さて、多くの万葉学者・万葉研究者によって、これらが日本語の歌の原点とか、日本の詩の始発点であるといった言われ方をする。

時代区分でいえば、万葉集とその前後の歴史および周辺の研究で、こんな安易・安直な断定をしていいものか、私にはずっと国文学者の怠惰・怠慢に思えてきたが、私の側の思考の怠慢であろうか。

間違いなく言えそうなのは、アジア大陸から分離しての列島の物理的誕生、住民の列島への居住開始、倭(和)語という地域ことばの発生を経て、うた・歌謡の発生まで、この列島で話されていたであろう倭(和)語による「始源のうた・歌謡」は、万葉集研究・記紀分析で「おままごと」をするのではなく、別の方法で辿らねばならないということである。

日本列島における「うた・歌謡」史という川の流れを辿れば、万葉集の大半の歌は、「中流域の歌群」であり、始源の歌では決してないからである。

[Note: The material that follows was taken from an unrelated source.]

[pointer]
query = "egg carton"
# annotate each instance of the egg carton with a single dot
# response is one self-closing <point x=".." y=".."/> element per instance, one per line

漢書地理志によれば、楽浪海中に百余国の部族国家があり、列島の歴史はさらに遥か古代に遡る。「うた・歌謡」の始源を探すのは、倭語の発生と「うたの欠片(かけら)」「うた歌謡の発祥」まで、長い後方への旅である。

しかも、遺跡や出土品を傍証としつつ、源流の最初の一滴へ向かう「想像の旅」でもある。